A ameaça de Mantega - EDITORIAL O ESTADÃO
O ministro da Fazenda, Guido Mantega, ameaça repetir erros bem conhecidos e muito custosos para combater as pressões inflacionárias as causadas pela alta do dólar. Se cumprir a, ameaça, ainda será preciso consertar estragos muito tempo depois de terminada a agitação nos mercados de câmbio. Os emergentes, segundo o ministro, passam por uma "minicrise", mas as consequências, afirmou, serão menos graves que as da crise europeia de 2011. O baixo ritmo de crescimento do Brasil nos últimos dois anos, acrescentou, foi um desdobramento desses problemas na Europa. Se ele pretendia tranquilizar os brasileiros, escolheu muito mal o recado. Às palavras de Mantega são novos motivos de inquietação para qualquer pessoa razoavelmente informada.
Primeiro ponto: o
governo, disse o ministro, poderá reduzir impostos de importação ou
adotar novas desonerações tributárias para limitar os efeitos
inflacionários da depreciação do real. Cortar de forma arbitrária
impostos de importação seria mais um passo para desorganizar a economia.

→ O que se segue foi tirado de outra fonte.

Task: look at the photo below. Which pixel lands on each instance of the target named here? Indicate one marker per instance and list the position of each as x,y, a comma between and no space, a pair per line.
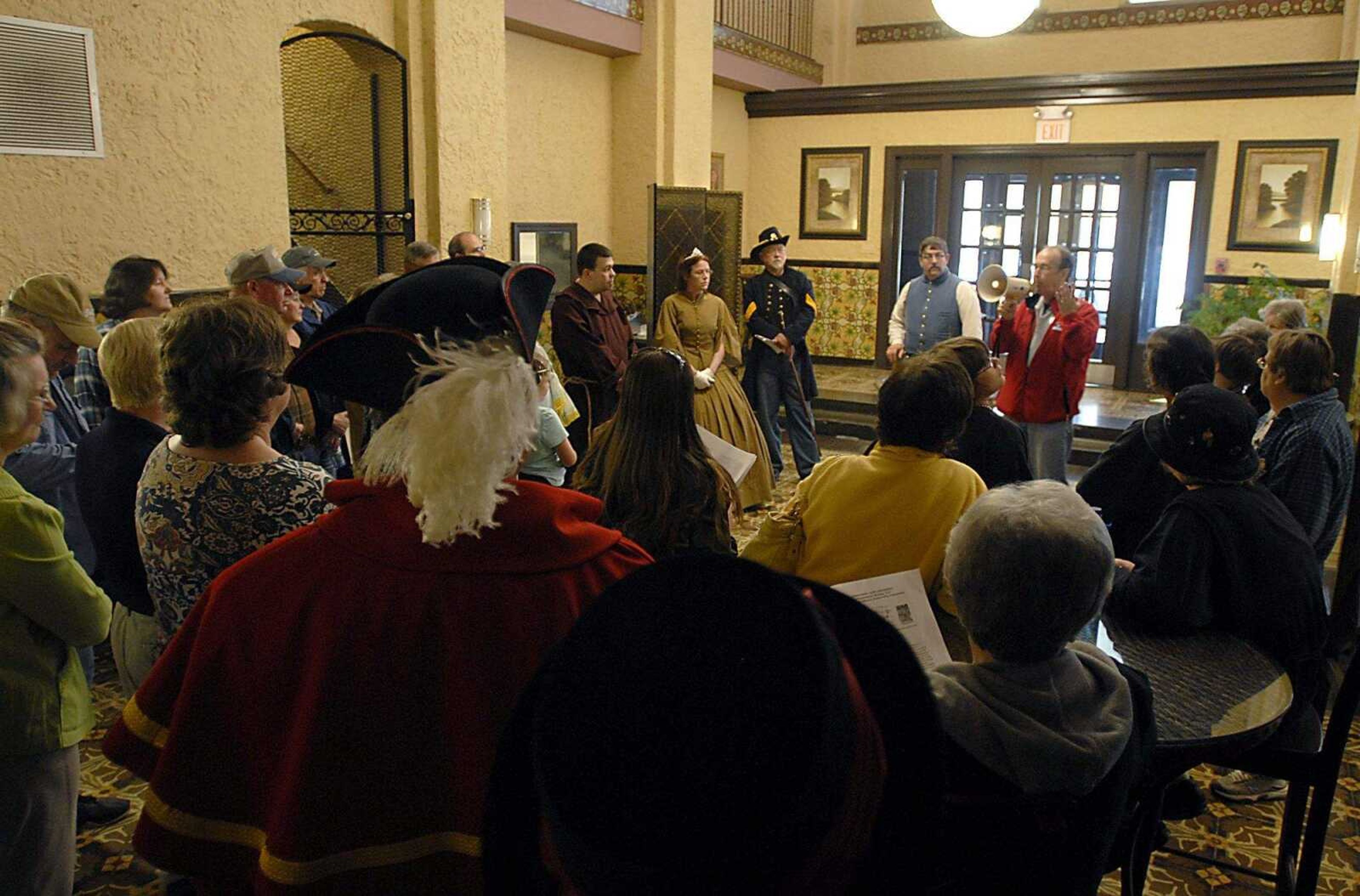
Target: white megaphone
996,285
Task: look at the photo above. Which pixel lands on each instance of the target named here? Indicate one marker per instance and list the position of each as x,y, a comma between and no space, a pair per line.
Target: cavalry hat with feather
769,237
369,350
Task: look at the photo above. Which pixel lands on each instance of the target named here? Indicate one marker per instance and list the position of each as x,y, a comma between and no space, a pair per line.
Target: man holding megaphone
1049,336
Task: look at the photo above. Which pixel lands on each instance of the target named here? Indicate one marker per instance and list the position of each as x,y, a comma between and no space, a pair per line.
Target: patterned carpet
1241,834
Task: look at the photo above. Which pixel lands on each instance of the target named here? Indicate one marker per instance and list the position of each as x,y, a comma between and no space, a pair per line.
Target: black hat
704,728
769,237
1206,433
369,350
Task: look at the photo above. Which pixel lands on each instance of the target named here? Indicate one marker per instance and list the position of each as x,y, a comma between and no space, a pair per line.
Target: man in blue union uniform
780,309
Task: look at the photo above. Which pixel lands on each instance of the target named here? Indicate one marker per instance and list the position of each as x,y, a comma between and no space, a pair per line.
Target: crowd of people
395,608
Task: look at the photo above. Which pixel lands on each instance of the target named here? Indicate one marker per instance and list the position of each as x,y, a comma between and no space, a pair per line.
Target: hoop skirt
696,328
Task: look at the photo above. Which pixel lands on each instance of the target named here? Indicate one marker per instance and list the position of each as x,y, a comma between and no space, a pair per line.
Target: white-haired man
1036,714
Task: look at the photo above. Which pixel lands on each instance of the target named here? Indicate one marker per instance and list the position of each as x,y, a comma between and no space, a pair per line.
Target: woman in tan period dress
698,325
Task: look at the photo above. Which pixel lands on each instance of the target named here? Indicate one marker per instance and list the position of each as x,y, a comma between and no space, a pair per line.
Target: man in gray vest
932,308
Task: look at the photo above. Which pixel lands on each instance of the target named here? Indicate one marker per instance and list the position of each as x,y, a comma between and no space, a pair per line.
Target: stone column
663,118
463,53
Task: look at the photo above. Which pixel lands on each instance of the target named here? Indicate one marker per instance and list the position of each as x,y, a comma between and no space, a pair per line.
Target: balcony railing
784,24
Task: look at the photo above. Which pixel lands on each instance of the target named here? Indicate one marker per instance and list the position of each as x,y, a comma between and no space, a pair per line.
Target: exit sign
1053,131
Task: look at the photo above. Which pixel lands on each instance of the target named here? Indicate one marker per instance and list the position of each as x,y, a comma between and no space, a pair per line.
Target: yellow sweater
887,512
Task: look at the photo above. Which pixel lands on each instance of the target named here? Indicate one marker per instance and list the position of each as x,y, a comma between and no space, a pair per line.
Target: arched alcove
346,139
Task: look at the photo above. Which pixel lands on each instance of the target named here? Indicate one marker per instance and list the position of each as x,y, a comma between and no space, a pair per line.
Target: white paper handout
901,599
730,457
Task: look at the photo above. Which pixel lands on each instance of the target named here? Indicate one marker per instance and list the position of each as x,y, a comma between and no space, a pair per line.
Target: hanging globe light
984,18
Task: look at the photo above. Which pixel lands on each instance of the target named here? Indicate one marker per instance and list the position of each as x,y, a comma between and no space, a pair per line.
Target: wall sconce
1331,237
482,220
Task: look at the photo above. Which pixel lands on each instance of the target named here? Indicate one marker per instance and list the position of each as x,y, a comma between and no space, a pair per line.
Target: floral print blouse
195,518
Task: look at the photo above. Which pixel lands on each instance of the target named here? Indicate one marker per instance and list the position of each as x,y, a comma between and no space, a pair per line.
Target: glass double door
1004,210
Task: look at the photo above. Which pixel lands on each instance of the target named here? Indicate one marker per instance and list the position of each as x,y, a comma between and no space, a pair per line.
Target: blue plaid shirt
87,385
1309,465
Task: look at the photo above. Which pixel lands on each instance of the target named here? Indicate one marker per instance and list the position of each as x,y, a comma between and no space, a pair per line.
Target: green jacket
48,608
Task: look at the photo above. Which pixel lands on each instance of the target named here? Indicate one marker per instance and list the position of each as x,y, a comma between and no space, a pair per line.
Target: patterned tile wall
848,311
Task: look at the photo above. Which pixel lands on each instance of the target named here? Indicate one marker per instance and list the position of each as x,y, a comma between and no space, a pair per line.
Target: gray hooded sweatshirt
1052,727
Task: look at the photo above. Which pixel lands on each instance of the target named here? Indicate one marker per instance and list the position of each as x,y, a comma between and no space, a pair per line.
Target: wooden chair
1308,773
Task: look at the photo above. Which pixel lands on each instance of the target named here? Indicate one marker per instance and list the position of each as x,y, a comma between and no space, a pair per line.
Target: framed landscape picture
1282,192
835,187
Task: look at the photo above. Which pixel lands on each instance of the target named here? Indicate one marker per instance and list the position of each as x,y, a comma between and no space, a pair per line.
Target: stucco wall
730,136
560,138
1253,42
194,134
773,195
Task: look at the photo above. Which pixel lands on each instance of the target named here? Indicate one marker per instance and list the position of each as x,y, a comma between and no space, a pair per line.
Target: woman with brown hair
699,327
136,287
659,484
217,490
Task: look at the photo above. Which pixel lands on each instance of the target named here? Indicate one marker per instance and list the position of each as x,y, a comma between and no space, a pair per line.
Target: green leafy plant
1220,308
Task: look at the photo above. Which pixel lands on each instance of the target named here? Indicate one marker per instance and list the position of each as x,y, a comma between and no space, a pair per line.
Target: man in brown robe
594,342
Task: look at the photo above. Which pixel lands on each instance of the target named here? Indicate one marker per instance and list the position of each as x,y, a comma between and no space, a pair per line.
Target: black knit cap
1206,433
369,350
693,735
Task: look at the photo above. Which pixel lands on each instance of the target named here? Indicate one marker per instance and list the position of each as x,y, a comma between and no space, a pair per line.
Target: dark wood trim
1237,279
1343,332
1227,82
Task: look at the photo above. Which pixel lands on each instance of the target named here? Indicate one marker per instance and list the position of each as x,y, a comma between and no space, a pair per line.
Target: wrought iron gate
347,143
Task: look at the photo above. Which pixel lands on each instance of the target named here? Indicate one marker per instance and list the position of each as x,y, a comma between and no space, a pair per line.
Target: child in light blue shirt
552,452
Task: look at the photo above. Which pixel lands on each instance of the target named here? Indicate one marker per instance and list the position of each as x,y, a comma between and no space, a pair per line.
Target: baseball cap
260,264
306,257
58,297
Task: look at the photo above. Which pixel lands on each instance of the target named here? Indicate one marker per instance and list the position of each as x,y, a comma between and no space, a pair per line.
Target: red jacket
325,720
1048,389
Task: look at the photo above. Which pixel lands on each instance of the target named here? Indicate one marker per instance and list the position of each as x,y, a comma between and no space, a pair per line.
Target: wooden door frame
898,158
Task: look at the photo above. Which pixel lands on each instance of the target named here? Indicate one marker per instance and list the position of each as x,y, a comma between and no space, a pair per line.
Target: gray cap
306,257
260,264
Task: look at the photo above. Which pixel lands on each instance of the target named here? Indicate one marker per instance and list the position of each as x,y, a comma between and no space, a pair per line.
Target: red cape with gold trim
327,717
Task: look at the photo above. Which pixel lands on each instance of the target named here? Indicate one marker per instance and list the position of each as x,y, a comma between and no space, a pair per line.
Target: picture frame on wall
834,196
1280,194
552,245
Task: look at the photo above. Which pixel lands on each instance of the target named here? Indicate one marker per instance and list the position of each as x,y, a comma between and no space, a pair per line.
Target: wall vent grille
50,97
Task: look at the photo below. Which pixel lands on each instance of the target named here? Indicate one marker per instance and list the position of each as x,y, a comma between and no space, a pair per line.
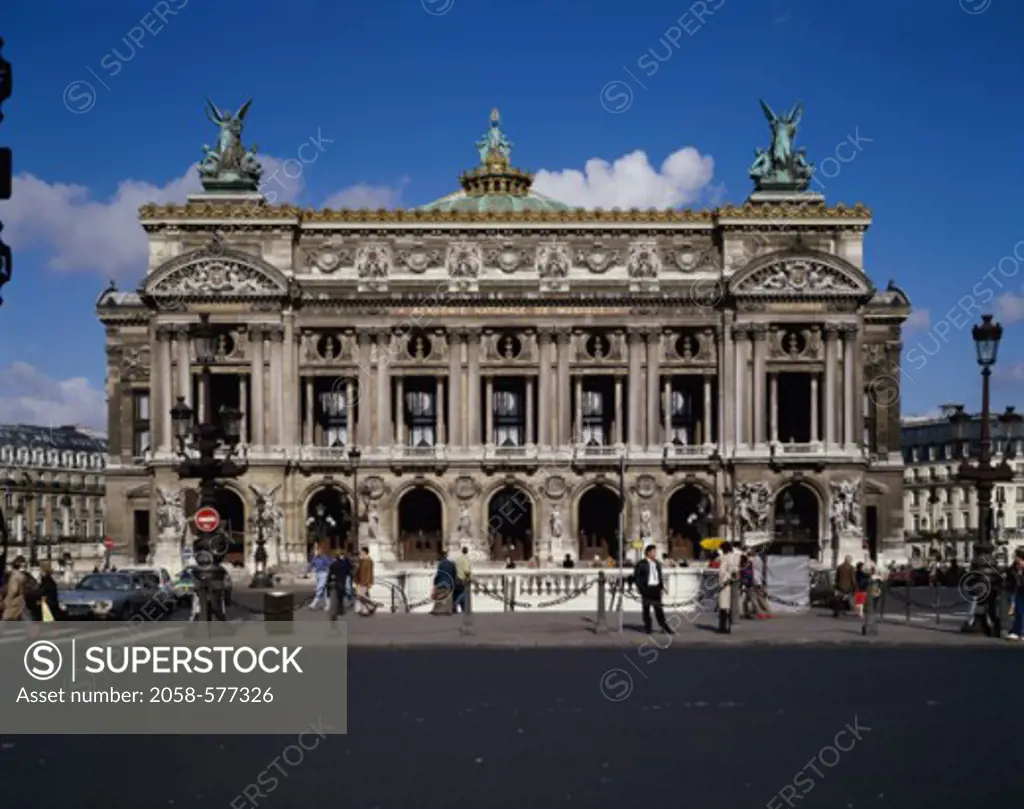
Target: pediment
204,273
804,273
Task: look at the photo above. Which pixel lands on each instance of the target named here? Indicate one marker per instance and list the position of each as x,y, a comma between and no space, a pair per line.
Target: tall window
422,418
335,422
508,419
140,423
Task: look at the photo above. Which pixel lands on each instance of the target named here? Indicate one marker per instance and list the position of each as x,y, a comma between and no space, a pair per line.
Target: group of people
25,598
343,579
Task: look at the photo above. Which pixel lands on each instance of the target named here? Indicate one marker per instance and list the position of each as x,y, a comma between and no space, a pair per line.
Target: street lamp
207,438
984,474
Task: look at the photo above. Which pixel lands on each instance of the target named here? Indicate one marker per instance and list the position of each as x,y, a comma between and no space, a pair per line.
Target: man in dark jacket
337,583
650,583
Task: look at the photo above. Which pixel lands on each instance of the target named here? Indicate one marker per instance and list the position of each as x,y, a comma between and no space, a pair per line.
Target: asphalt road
588,727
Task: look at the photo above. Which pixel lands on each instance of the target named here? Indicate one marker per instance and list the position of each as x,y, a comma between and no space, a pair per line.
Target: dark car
109,596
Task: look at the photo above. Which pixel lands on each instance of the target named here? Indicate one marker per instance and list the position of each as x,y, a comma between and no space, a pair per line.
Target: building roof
70,437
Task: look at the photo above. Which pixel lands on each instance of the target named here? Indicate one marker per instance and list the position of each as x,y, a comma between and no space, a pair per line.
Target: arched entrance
510,524
232,524
597,518
421,524
329,522
690,516
797,521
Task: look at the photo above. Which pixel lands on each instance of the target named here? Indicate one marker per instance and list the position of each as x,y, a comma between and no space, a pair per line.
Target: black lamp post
207,438
261,578
984,474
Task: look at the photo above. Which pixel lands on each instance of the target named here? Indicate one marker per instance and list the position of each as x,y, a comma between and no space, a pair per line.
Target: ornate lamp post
206,439
984,474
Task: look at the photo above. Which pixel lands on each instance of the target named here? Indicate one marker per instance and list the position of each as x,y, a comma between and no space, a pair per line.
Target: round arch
511,526
328,520
798,508
690,509
595,512
419,522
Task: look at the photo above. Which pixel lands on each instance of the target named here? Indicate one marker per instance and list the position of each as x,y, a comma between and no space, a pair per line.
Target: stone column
439,436
308,433
455,389
620,415
545,392
653,383
399,412
759,338
384,426
724,379
488,412
709,433
832,395
276,381
472,413
349,412
564,436
849,388
667,406
635,342
814,408
364,428
166,398
529,412
740,393
244,407
184,366
258,385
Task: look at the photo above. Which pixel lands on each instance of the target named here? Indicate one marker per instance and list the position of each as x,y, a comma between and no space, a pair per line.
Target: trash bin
279,611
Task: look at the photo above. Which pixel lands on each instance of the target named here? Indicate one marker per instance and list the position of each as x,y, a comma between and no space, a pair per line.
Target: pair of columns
172,374
757,423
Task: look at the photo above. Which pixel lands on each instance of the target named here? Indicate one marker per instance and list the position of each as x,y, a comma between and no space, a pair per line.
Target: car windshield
105,582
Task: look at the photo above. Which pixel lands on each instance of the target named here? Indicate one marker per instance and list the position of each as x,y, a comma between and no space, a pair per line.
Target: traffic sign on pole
207,519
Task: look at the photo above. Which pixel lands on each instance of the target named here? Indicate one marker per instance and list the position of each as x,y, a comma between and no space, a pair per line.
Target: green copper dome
494,186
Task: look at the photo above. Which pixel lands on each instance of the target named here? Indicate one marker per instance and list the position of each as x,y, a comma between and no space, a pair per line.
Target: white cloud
30,396
631,181
1010,307
82,233
369,197
919,321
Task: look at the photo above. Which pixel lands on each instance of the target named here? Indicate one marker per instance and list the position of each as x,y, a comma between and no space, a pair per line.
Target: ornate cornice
248,214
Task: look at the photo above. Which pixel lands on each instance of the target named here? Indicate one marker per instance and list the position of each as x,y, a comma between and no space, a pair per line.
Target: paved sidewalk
577,630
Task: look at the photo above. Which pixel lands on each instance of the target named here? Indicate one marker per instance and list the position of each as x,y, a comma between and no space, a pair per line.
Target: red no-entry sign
207,519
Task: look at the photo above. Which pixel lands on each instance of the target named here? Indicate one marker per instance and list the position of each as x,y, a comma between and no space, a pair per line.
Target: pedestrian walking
846,585
1015,591
728,577
443,585
364,583
321,564
649,580
463,571
338,583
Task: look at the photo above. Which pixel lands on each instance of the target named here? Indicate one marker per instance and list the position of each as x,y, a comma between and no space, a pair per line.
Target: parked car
109,596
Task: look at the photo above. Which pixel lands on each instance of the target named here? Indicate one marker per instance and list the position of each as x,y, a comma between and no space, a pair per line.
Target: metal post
467,610
622,539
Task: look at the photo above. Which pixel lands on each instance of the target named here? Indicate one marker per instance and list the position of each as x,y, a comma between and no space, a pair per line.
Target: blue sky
402,88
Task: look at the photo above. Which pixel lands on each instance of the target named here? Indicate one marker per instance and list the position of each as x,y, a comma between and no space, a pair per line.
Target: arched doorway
690,516
597,518
329,522
232,524
797,521
510,524
421,524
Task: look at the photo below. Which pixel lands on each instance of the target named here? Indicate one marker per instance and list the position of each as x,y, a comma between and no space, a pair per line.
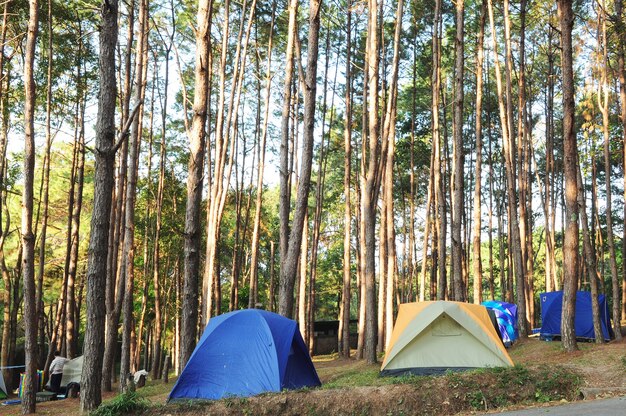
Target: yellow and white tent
439,336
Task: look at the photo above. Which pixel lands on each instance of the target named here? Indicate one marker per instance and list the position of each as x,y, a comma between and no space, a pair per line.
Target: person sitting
56,371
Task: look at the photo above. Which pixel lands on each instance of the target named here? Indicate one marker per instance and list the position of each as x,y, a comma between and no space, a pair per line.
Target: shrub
124,404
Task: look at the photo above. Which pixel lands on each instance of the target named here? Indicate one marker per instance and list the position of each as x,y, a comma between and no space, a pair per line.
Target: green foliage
124,404
556,384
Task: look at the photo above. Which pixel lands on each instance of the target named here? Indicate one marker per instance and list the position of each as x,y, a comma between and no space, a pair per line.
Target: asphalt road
603,407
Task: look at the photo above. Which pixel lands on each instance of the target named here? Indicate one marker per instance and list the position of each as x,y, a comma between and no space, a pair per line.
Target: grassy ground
543,374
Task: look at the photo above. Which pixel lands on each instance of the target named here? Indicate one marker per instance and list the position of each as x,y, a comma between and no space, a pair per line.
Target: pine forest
163,162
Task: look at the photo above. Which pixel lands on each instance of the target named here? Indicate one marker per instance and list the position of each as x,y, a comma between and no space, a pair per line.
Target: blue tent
506,315
551,309
243,353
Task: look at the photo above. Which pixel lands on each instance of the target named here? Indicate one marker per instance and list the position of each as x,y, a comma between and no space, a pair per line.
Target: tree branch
124,131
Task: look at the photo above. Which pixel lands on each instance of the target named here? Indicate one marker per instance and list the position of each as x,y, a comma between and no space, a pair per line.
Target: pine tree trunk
621,66
510,186
45,182
28,238
476,244
289,263
370,193
459,158
91,379
254,243
437,168
344,313
570,165
156,254
603,105
128,254
590,260
197,145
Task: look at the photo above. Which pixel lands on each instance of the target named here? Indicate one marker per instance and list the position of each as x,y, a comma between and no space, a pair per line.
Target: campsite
353,387
311,206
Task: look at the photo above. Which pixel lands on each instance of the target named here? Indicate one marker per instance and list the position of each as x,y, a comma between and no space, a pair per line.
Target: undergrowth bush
124,404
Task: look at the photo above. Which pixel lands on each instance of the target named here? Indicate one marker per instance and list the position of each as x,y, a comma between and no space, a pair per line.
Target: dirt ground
601,371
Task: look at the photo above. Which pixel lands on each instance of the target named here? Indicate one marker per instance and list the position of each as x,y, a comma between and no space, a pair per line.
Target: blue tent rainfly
243,353
551,308
506,315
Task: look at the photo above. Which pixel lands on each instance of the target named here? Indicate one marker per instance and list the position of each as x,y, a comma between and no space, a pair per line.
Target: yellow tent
439,336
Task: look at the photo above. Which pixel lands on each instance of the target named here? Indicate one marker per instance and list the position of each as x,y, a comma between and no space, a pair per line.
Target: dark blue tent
552,304
243,353
506,315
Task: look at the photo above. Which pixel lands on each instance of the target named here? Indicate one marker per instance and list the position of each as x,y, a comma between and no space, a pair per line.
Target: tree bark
197,145
290,262
510,187
570,245
476,244
344,313
128,253
603,105
28,238
254,244
91,379
285,298
459,157
621,67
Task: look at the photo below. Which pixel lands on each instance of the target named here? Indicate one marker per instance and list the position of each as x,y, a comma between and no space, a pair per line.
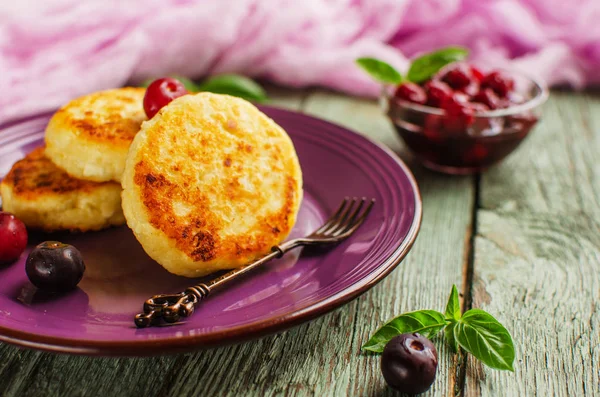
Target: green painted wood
537,256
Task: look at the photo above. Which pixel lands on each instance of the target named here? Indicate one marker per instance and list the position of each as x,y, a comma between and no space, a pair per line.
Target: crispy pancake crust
45,197
210,183
90,136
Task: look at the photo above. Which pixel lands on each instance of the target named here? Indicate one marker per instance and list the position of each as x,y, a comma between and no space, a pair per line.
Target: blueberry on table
409,363
54,266
13,238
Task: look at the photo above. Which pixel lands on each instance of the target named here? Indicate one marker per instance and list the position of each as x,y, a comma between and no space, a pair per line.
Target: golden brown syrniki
210,183
45,197
90,136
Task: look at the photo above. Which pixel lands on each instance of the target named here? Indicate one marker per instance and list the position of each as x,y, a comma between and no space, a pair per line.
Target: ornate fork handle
171,308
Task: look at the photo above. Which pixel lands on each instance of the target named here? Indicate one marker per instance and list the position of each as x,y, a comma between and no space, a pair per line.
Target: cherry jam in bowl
466,142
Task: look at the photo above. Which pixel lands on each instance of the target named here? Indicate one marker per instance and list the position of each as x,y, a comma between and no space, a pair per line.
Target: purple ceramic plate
97,318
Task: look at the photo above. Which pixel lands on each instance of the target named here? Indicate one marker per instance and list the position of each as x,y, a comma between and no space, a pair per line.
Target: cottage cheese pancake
210,183
90,136
45,197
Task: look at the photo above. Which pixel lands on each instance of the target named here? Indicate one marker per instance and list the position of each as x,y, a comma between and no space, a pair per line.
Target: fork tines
346,219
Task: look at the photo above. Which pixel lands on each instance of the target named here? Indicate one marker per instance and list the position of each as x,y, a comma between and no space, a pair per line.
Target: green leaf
379,70
235,85
453,305
484,337
426,322
450,338
423,67
188,84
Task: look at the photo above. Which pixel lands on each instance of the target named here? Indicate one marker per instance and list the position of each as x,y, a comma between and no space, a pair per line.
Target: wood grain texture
537,256
321,358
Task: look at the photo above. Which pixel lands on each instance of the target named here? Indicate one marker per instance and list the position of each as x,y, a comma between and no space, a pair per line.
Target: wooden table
521,241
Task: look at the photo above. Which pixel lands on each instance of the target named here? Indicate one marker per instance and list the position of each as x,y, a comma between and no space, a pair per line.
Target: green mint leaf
423,67
187,83
380,71
235,85
484,337
453,306
426,322
450,337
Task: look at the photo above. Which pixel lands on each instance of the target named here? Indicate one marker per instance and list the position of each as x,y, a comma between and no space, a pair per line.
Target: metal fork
172,307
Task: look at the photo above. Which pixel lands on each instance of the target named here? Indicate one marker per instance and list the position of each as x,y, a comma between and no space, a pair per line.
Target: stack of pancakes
208,183
73,183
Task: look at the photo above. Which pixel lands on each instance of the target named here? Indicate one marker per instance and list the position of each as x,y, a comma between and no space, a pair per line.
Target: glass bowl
451,145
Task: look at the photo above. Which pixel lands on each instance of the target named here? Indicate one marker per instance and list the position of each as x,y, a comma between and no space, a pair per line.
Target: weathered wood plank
321,358
557,169
537,256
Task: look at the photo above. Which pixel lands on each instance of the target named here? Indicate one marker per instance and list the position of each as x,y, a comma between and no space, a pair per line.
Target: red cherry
13,238
459,76
432,128
411,92
437,93
499,82
478,107
478,74
160,92
487,97
459,114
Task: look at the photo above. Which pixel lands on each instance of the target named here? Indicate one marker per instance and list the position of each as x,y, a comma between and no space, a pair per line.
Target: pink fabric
54,50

É preciso reduzir as barreiras comerciais, mas de forma planejada,
corno parte de uma política de integração no mercado global. O governo
já abusou da improvisação. Os resultados, a começar pela insegurança,
têm sido péssimos. A outra possibilidade - mais desonerações - também
seria um erro grave.
Nos últimos dois anos o
governo fracassou duplamente com as desonerações, Algumas, que foram
destinadas a estimular o crescimento, serviram essencialmente para
facilitar o consumo e a economia continuou estagnada e com baixo nível
de investimento. Outras foram concebidas, também de forma improvisada,
para conter a inflação. Esgotado o efeito, previsivelmente passageiro
dessas medidas, os aumentos de preços voltam a ganhar impulso. É um erro
grosseiro confundir redução de impostos com política
anti-inflacionária, especialmente em um país com gasto público
descontrolado e indiscutível excesso de demanda.
A agitação no mercado
cambial, mais intensa no Brasil que em muitos outros países, resulta em
parte de fatores internos. Há insegurança quanto às ações do governo e
incertezas geradas pela combinação de baixo crescimento, inflação alta
(mesmo sem o problema cambial) e piora das contas externas» Mais
sensatez e previsibilidade em Brasília poderia reduzir o nervosismo nos
mercados.
Segundo ponto: o
ministro da Fazenda e outras autoridades, incluída a presidente Dilma
Rousseff, continuam falando da crise brasileira como se ela fosse
consequência de problemas originados em outros países. A maior parte da
culpa, naturalmente, é dos governos do mundo rico, do Fundo Monetário
Internacional e dos especuladores financeiros protegidos por autoridades
complacentes. Erros graves foram cometidos, de fato, nos países mais
desenvolvidos, com más consequências para todo o mundo. Mas outros
países emergentes continuam mais dinâmicos que o Brasil e menos
desajustados, embora sujeitos aos mesmos impactos provenientes dos
mercados internacionais.
A maior parte dos
problemas brasileiros é produzida internamente e isso o governo se
recusa a admitir. O baixo nível de investimento é uma velha
característica do País. Nos últimos dez anos, a paralisação das
reformas, o fisiologismo triunfante e o aparelhamento do Estado
agravaram as deficiências da infraestrutura, minaram a gestão federal,
tornaram mais desorganizado o sistema tributário e comprometeram a
administração das empresas estatais e das agências reguladoras,
Nem a Petrobrás, com
forte tradição de profissionalismo, escapou do uso político e do
comprometimento de seus critérios empresariais. A interferência na
política de preços foi uma das causas de seu enfraquecimento, como se
reconhece no País e no exterior. Mas o ministro da Fazenda nega haver
qualquer decisão de reajuste dos preços dos combustíveis. Em princípio, o
governo contínua, portanto, disposto a prejudicar a estatal para
disfarçar a inflação. Também isso é parte da ameaça de repetição de
erros.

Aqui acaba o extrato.